There are two basic kinds of XML parsers defined in the XML 1.0 specification. Microsoft XML Core Services (MSXML) 5.0 for Microsoft Office can operate in either validating or nonvalidating mode.
- nonvalidating parsers
- Check document syntax and report all violations of well-formedness constraints. Nonvalidating parsers can also add information to the document based on declarations in the DTD. MSXML does read the DTD, including external resources, and acts on that information.
- validating parsers
- Perform the same functions as nonvalidating parsers, but also compare the structures of documents to rules in the DTD.
The needs of your application will determine whether you use validating or nonvalidating mode. If you're building a generic XML application that doesn't expect to see a particular set of document structures, a nonvalidating parser will allow you to work with documents that weren't built to be valid. By default, Microsoft Internet Explorer uses nonvalidating mode to accommodate the largest possible number of documents.
On the other hand, if you're creating systems for exchanging information with other organizations, and have had to agree on the format and content of those exchanges, DTDs (or schemas) and validating parsers are a good choice. They provide an extra layer of processing that lets you trim a lot of structure-checking code from your programs, while ensuring that document structures conform to the formats you agreed on prior to the transaction.
In many ways, DTDs and schemas are like contracts, and validating parsers enforce the terms of those contracts.
Testing for well-formedness with Internet Explorer 5.5
You can open any XML document labeled as XML in Internet Explorer. If the document is well-formed, Internet Explorer will display the document according to the style sheet specified within the document. If the document does not specify a style sheet, Internet Explorer will display the document using its default style sheet for XML. If the document is not well-formed, Internet Explorer will report an error. If a document has multiple errors, you might have to fix an error, reopen the document, and fix the next error.

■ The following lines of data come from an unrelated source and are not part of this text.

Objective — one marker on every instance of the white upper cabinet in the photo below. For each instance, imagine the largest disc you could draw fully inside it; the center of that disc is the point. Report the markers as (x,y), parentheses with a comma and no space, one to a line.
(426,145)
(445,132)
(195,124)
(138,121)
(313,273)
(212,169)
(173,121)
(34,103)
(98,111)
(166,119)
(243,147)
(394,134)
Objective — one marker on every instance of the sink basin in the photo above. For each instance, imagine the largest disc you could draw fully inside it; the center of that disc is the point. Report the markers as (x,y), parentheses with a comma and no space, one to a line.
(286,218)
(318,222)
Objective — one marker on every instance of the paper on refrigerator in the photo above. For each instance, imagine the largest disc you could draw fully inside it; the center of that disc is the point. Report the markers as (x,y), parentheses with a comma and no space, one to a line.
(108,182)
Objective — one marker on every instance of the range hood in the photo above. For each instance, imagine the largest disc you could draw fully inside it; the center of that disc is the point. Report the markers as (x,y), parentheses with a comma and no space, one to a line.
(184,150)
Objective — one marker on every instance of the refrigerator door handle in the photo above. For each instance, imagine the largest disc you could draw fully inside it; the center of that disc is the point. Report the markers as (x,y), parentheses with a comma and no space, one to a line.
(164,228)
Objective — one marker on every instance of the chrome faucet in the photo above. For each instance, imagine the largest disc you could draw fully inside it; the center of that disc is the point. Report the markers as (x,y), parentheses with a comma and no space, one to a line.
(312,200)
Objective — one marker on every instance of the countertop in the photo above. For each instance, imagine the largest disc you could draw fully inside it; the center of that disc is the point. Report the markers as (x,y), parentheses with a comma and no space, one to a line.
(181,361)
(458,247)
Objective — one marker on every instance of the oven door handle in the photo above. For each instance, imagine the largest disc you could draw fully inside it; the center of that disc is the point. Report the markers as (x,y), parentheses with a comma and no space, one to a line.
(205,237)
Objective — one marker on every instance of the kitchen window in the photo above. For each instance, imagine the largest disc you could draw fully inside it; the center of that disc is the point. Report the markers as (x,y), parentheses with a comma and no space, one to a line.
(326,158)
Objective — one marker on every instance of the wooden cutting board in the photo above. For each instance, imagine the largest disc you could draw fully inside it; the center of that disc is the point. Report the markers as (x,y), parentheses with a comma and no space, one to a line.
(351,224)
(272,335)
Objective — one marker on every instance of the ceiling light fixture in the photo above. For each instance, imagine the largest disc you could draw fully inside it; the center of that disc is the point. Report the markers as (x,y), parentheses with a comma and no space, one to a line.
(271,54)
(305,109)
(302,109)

Note To label a document as XML, assign it a file extension of .xml if you are opening it from a local file system or file server, or a Multipurpose Internet Mail Extensions (MIME) type of text/xml or application/xml if you are opening it over a Web connection.
Testing for validity with Internet Explorer 5.5
To use Internet Explorer to validate an XML document, you must set a switch in the parser before loading the document.
Microsoft offers an XML validator that sets these switches and provides an interface. This validator allows you to enter an XML document either as a URL or through a form. The validator parses the document using the MSXML parser in validating mode and reports any errors.
The core of the validator is this snippet of Microsoft JScript® code.
xmldoc= new ActiveXObject("Msxml2.DOMDocument.5.0"); xmldoc.validateOnParse = true; xmldoc.load(url);
The code appears as follows in Microsoft Visual Basic® Scripting Edition (VBScript).
Set xmldoc = CreateObject("Msxml2.DOMDocument.5.0") xmldoc.validateOnParse = true xmldoc.load(url)